2

Whenever I use survfit in R I get different values for n and strata: For example I get n: 150, 167 (add up to 317 which is the total input) strata: 149, 163

From the help page ?survival::survfit.object:

n = total number of subjects in each curve.

strata = if there are multiple curves, this component gives the number of elements of the time etc. vectors corresponding to the first curve, the second curve, and so on. The names of the elements are labels for the curves.

I don't understand why the numbers are different.

EDIT: I did think about the issue being the repeated time data points, as you can see in the example database there are 9 instances of duplicate values (18 in total). This would mean only 317 - 9 = 308 values are used. But strata adds up to: 149+163=312, not 308. The code used is:

library(survival)
library(survminer)
survival <- surv_fit(Surv(time = Time,event = Event)~Group,data=x, conf.int=0.95)

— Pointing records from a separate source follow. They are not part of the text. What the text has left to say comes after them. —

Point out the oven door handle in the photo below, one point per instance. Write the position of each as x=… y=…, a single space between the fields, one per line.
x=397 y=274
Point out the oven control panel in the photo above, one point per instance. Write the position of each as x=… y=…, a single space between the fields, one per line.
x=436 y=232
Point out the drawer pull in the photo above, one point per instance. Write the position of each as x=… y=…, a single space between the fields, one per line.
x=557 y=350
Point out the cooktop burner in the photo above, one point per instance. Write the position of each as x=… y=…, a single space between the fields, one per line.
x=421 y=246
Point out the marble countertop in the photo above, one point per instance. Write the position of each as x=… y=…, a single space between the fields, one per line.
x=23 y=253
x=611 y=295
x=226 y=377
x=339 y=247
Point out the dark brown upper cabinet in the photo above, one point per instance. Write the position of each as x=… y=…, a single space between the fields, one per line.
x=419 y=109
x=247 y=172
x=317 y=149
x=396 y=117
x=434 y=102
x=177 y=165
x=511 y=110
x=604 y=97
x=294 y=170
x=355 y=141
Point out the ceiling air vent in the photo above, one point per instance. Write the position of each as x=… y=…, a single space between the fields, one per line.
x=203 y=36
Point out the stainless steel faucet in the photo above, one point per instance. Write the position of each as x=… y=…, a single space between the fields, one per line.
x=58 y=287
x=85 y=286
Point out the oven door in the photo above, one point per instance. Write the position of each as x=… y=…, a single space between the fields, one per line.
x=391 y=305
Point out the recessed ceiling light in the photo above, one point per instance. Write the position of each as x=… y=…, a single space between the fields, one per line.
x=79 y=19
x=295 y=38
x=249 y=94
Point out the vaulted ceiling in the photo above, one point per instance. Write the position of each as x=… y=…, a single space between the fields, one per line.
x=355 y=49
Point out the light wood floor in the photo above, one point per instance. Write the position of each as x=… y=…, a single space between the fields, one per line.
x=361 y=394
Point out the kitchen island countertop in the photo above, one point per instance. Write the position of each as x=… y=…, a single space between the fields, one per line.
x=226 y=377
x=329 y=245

Update: It is to do with repeated times, within each group. If I separate the data in group A and group B there is 1 duplicate event in group A and 4 duplicate events in froup B. Therefore there would be 317 - 1 - 4 = 312 time points in the plot.

And in each group it would be: A: 150 - 1 = 149 B: 167 - 4 = 163

As strata shows.

Agustin
  • 1,458
  • 1
  • 13
  • 30
  • 1
    A reproducible example would help to clarify this. However, reading the description I would assume that you have multiple events with the same time. – kath Nov 07 '19 at 11:18
  • Have updated with an example – Agustin Nov 07 '19 at 11:44
  • 1
    Please do not post data as an external link use `dput` or similar for example. You can read more on this [here](https://stackoverflow.com/questions/5963269/how-to-make-a-great-r-reproducible-example) – kath Nov 07 '19 at 11:53
  • 1
    I still think it is the duplicate times per curve! So although you have more duplicated times in your complete data, when this is split up only some of them remain duplicated. – kath Nov 07 '19 at 11:53
  • Yes that is correct. I just tried that. DO you want to add it as an answer? – Agustin Nov 07 '19 at 11:54
  • 1
    You can answer it yourself now ;) – kath Nov 07 '19 at 11:55
  • I will also have a look at the proper way of adding data, I'd never done it before. Thanks! – Agustin Nov 07 '19 at 11:56

1 Answers1

0

Thank you to @kath for their help.

n refers to how many samples are in each group.

strata refers to the number distinct time elements in each group, i.e. removing duplicates within each group.

Community
  • 1
  • 1
Agustin
  • 1,458
  • 1
  • 13
  • 30